Similarmente, o significado da relação rdfs:range pode ser expresso através do seguinte padrão de inferência:
SE (p rdfs:range r) E (rx p ry) Então (ry rdf:type r)
Este padrão sugere que se um recurso (rx) está relacionado com um segundo recurso (ry) através de uma propriedade (p) que, por sua vez, tem como contradomínio uma classe (r) então o segundo recurso (ry) é uma instância da classe indicada como contradomínio dessa propriedade.

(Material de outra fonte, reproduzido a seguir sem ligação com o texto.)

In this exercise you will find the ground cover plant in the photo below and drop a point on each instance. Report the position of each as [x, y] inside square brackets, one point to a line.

Aplicando estes dois padrões ao nosso exemplo, e sabendo que
ex:possui rdfs:domain ex:Pessoa ex:possui rdfs:range ex:Objeto ex:Pessoa1 ex:possui ex:Objeto1
então os triplos
ex:Pessoa1 rdf:type ex:Pessoa ex:Objeto1 rdf:type ex:Objeto
são inferidos, especificando que o recurso ex:Pessoa1 é uma instância da classe ex:Pessoa e que o recurso ex:Objeto1 é uma instância da classe ex:Objeto. Note-se que neste caso os triplos inferidos já fazem parte da nossa base de conhecimento e, como tal, não acrescentam novo conhecimento. Contudo, noutros casos poderá acrescentar.
Conclusões
Nesta segunda parte sobre RDFS introduzimos a noção de padrão de inferência para descrever formalmente a semântica diretamente associada aos recursos rdfs:subClassOf, rdfs:subPropertyOf, rdfs:domain e rdfs:range. Para além destes padrões de inferência, existem outros que resultam da interação entre padrões. Assim, para os mais interessados, deixa-se o desafio de descobrir qual o padrão de inferência resultante, por exemplo, da interação entre os padrões associados aos recursos rdfs:subClassOf e rdfs:domain.

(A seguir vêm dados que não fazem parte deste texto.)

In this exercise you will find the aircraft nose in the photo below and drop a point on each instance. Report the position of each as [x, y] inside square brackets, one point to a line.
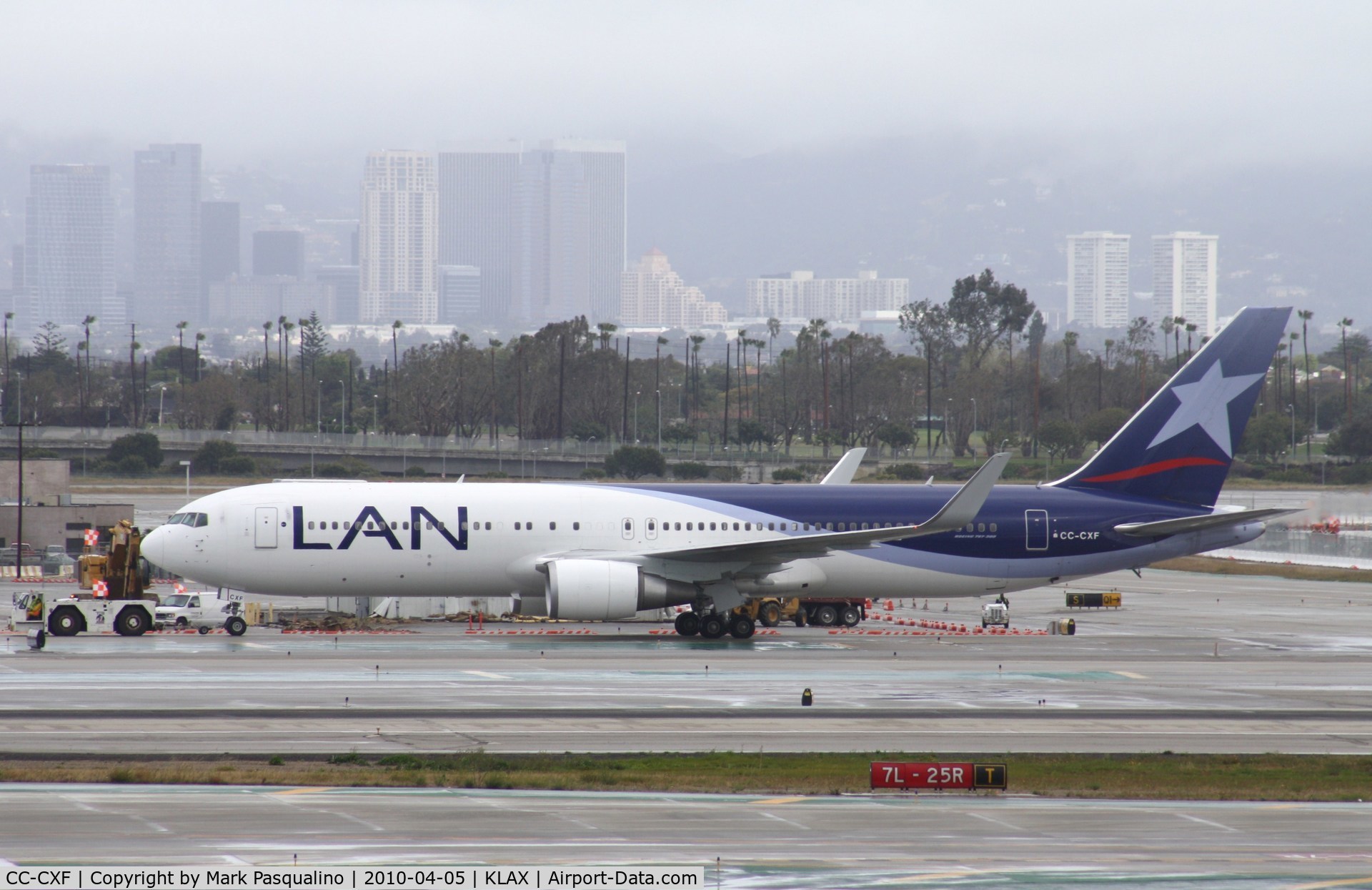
[154, 547]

Salienta-se ainda que estes e outros padrões de inferência são considerados universais e aceites por todos aqueles que usam o vocabulário RDF(S). Nesse sentido, não se admite qualquer exceção nem alteração aos mesmos. Assim sendo, o uso inadequado do vocabulário RDF(S) pode conduzir a conclusões formalmente válidas mas que sob o ponto de visto do domínio de aplicação dos dados não fazem qualquer sentido. A este respeito, é comum os modeladores confrontarem-se com inferências surpreendentes e (provavelmente) indesejadas, sendo uma parte significativa destas causadas pela especificação de domínio e contradomínio de uma propriedade (serão dados exemplos em futuros artigos).

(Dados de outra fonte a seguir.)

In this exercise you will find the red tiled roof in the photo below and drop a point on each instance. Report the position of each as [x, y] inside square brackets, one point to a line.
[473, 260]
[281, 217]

Por fim, menciona-se que o RDF(S) é uma base sólida para compreender, ligar e partilhar dados entre vários repositórios. Ao nível da modelação de dados, necessidades não cobertas pelo RDF(S) (e.g. especificação de propriedades como sendo transitivas) podem ser adicionadas estendendo o mesmo. Uma das extensões mais conhecidas e usadas é o OWL – Web Ontology Language. Este será abordado em próximos artigos.
Por hoje é tudo! Esperamos que tenha gostado e deixe a sua opinião.
Este artigo tem mais de um ano
Muito bem abordado. fico à espera do próximo artigo.
Cumprimentos.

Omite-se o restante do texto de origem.